А у Достоевского Бог сгорел. В Севилье. Именно там все и происходит в «Легенде о великом Инквизиторе». Сожгу тебя, говорит, за то, что пришел нам мешать. Ибо если был, кто всех более заслужил наш костер, то это ты. Завтра сожгу тебя.

Давай, говорю, съездим в Икею и за пару дней все обустроим в доме. Нет, все откладывала, странно так, по мелочам изредка присматривала что-нибудь и приносила в гнездо, как веточку в клюве. И спала в углу на матрасе в голой комнате. Месяцы шли. Хоть кровать давай купим. Зонт от солнца поставим в патио. Нет, жалась к жасмину в крошечной тени. Полдня ходил по району, искал проволоку, в каких-то военных амбарах нашел, укрепил зеленую изгородь в дворике. Убрала.

И Иисус, так ничего и не сказав, целует его в бескровные губы. Не сжег, отпустил. Не приходи, говорит, более никогда.
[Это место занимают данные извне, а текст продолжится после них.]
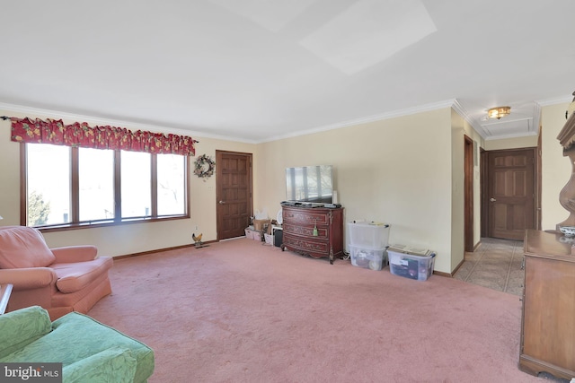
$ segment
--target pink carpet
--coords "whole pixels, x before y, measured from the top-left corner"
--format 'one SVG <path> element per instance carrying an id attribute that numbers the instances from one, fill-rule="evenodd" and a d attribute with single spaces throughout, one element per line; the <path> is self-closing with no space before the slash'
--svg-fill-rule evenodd
<path id="1" fill-rule="evenodd" d="M 89 312 L 155 352 L 150 382 L 537 382 L 521 302 L 241 239 L 116 260 Z"/>

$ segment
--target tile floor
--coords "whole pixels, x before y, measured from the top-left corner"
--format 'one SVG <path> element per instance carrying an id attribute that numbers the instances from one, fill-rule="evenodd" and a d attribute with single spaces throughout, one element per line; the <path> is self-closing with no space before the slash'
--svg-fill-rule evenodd
<path id="1" fill-rule="evenodd" d="M 482 238 L 454 275 L 473 284 L 521 296 L 523 294 L 523 241 Z"/>
<path id="2" fill-rule="evenodd" d="M 469 283 L 500 292 L 523 295 L 523 241 L 482 238 L 482 245 L 473 253 L 465 253 L 464 264 L 454 275 Z M 539 378 L 553 383 L 573 380 L 555 378 L 542 372 Z"/>

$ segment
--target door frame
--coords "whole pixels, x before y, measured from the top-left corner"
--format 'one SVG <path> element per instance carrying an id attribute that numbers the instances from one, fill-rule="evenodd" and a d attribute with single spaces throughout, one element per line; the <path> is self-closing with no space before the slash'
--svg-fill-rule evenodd
<path id="1" fill-rule="evenodd" d="M 473 252 L 473 161 L 475 156 L 474 141 L 464 135 L 464 251 Z"/>
<path id="2" fill-rule="evenodd" d="M 541 135 L 539 135 L 541 140 Z M 533 222 L 535 230 L 541 230 L 541 144 L 537 147 L 523 147 L 513 149 L 500 149 L 493 151 L 482 151 L 481 152 L 481 211 L 482 211 L 482 237 L 489 237 L 489 170 L 488 155 L 490 152 L 512 152 L 526 150 L 533 151 Z"/>
<path id="3" fill-rule="evenodd" d="M 234 152 L 234 151 L 224 151 L 224 150 L 216 150 L 216 238 L 217 240 L 222 240 L 221 233 L 220 233 L 220 209 L 218 206 L 218 203 L 220 201 L 221 196 L 219 196 L 220 190 L 220 179 L 221 177 L 217 177 L 221 174 L 222 167 L 221 167 L 221 159 L 225 154 L 234 154 L 234 155 L 244 155 L 249 158 L 249 169 L 248 169 L 248 184 L 250 187 L 250 212 L 249 216 L 253 216 L 253 153 L 244 152 Z M 217 164 L 220 165 L 217 165 Z M 249 220 L 249 217 L 248 217 Z M 249 222 L 246 222 L 249 223 Z M 247 227 L 247 225 L 246 225 Z"/>

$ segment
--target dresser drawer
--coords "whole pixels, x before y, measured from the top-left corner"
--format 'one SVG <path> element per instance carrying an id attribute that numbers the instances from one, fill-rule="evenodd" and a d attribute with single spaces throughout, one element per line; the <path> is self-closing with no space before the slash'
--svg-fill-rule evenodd
<path id="1" fill-rule="evenodd" d="M 284 236 L 284 246 L 288 248 L 309 252 L 312 256 L 330 253 L 330 243 L 326 240 L 313 240 L 296 236 Z"/>
<path id="2" fill-rule="evenodd" d="M 312 237 L 312 238 L 329 238 L 329 230 L 327 227 L 317 226 L 317 235 L 314 235 L 314 224 L 306 224 L 305 226 L 297 225 L 294 223 L 286 223 L 284 222 L 283 229 L 284 233 L 287 234 L 294 234 L 294 235 L 301 235 L 304 237 Z"/>
<path id="3" fill-rule="evenodd" d="M 328 225 L 330 218 L 323 212 L 315 213 L 313 208 L 291 210 L 284 208 L 282 213 L 284 223 Z"/>

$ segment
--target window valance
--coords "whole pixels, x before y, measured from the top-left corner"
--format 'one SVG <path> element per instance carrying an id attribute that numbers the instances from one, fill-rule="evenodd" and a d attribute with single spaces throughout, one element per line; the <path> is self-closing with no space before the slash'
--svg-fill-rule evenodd
<path id="1" fill-rule="evenodd" d="M 16 118 L 12 122 L 12 141 L 52 144 L 94 149 L 120 149 L 159 154 L 195 155 L 198 141 L 186 135 L 131 130 L 115 126 L 89 126 L 87 123 L 66 125 L 62 120 Z"/>

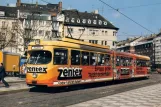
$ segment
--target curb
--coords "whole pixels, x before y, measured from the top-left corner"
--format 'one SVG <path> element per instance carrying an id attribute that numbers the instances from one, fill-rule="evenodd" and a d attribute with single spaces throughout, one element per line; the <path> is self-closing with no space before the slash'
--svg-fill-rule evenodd
<path id="1" fill-rule="evenodd" d="M 24 81 L 7 81 L 7 80 L 5 80 L 6 82 L 8 82 L 8 83 L 25 83 L 26 81 L 24 80 Z"/>
<path id="2" fill-rule="evenodd" d="M 8 91 L 1 91 L 0 95 L 5 95 L 5 94 L 11 94 L 11 93 L 18 93 L 18 92 L 23 92 L 23 91 L 29 91 L 31 87 L 28 88 L 23 88 L 19 90 L 8 90 Z"/>

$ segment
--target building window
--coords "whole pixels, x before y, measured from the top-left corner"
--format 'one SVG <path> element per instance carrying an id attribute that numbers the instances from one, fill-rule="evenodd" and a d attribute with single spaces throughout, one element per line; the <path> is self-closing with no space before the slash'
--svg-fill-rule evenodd
<path id="1" fill-rule="evenodd" d="M 113 36 L 116 36 L 116 33 L 117 33 L 117 32 L 113 31 Z"/>
<path id="2" fill-rule="evenodd" d="M 98 30 L 90 29 L 90 30 L 89 30 L 89 35 L 98 36 Z"/>
<path id="3" fill-rule="evenodd" d="M 37 30 L 32 31 L 33 36 L 37 36 Z"/>
<path id="4" fill-rule="evenodd" d="M 68 28 L 68 33 L 73 33 L 73 28 Z"/>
Женщина вошла, смотрит и улыбается. Что ж это за улыбки у них, нам и не снились. Вот как мир начинался – с улыбки. С улыбки женщины. А иначе никак. Ни сил, ни мотиваций не хватило бы. Без вот этой пресветлой легкости, не держащейся ни на чем.

Хочешь, говорит, будем жить здесь, в Севилье, но ты ж не будешь. Или в Индии, я бы даже ждала тебя, когда б отлучался, если тебе так надо одному побыть, попутешествовать. Или в Мюнхене сняли б жилье, хочешь? Но все это были лишь слова. Домик у нее свой, и жизнь, и город, где лучезарно и тихо состарится, как она говорила. Пол уже сделала с подогревом в спальне, осталось купить жалюзи, чтобы улица была не слышна. И записаться на танцы. Тук-тук ножками, подбородок повыше, и незримый кренделек в руках перебрасывать. Фламенко. Тебе ж, говорит, такая нужна, чтобы всю себя отдала, только тобой жила, это не я.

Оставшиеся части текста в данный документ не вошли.